Portail européen de données

Cleaning Open Data

Cleaning Open Data

Session Overview: In this module we introduce the importance of cleaning up data for projects and innovation. We examine some of the most common errors found in open datasets and look at their effect on working with the data. We also introduce OpenRefine and how it improves data management by publishers.

Session number: 11

Expected participants: Relevant to all, special relevance to those working on data projects

Type: Training

Length: 2-3 hours

Exercises: Yes

Web based exercises: Yes

What to bring: Slides, Web-Connected Laptop

 

Session Flow:

  1. Understanding data cleaning - The facilitator should outline the importance of cleaning Open Data both for publishers preparing to Open Data and for users accessing data for their projects. The facilitator should guide the participants through the main types of errors found in Open Data such as mixed numerical scales, duplicated records, redundant data or spelling errors.
  2. Tools for data cleaning - The facilitator should introduce key tools for data cleaning including OpenRefine, Excel and any others relevant to the audience.

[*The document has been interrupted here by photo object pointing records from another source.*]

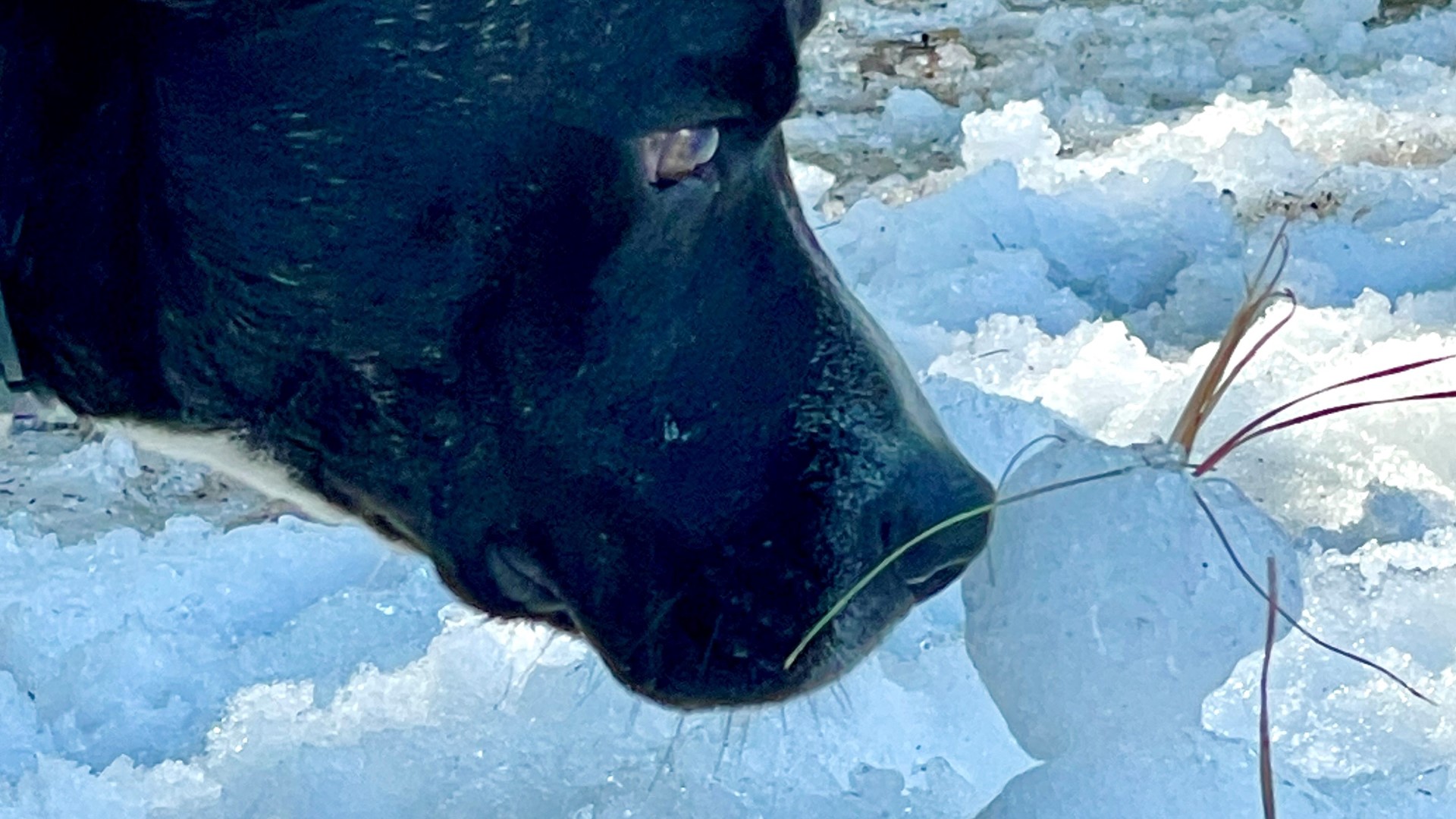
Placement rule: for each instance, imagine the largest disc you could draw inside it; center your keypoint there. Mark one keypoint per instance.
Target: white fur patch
(226, 453)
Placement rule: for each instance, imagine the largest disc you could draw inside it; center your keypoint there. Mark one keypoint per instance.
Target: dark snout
(720, 452)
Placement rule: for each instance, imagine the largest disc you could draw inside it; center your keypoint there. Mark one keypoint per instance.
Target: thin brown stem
(1266, 752)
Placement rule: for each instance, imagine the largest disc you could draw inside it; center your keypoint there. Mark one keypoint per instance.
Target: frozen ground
(1052, 207)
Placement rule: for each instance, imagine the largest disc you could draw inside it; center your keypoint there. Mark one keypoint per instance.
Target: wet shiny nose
(940, 485)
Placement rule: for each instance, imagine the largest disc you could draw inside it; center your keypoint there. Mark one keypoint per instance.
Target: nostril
(927, 588)
(672, 156)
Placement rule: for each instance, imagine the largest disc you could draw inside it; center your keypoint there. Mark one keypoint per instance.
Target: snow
(1052, 209)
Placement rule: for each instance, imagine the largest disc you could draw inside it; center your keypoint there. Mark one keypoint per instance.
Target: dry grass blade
(952, 521)
(1260, 290)
(1253, 428)
(1266, 754)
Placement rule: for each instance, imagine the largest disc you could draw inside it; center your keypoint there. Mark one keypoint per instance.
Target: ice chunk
(1103, 615)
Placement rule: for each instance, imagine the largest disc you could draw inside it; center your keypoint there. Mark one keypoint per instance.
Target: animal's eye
(672, 156)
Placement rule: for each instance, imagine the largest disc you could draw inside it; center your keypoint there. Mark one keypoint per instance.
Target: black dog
(523, 283)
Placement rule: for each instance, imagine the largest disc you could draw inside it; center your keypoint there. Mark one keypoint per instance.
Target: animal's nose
(937, 487)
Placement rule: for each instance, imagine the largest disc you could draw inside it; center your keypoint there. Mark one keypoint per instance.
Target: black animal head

The facilitator should highlight the key features of each solution and describe for participants the selection criteria for choosing the right tool for the problem.
  3. Practical data cleaning - The participants will undertake a data cleaning exercise using OpenRefine (exercise and datasets below). The facilitator should first play the OpenRefine video (below) then offer support to the participants in guiding them through the exercise steps.

 

Resources:

 

Companion eLearning Modules:

When running this session, we recommend that participants complete the following eLearning module before attending:

How to clean your data

Completion of the module will help your learners develop a shared understanding of the material before the course and allow you to focus in greater depth on those topics of most interest to the trainees.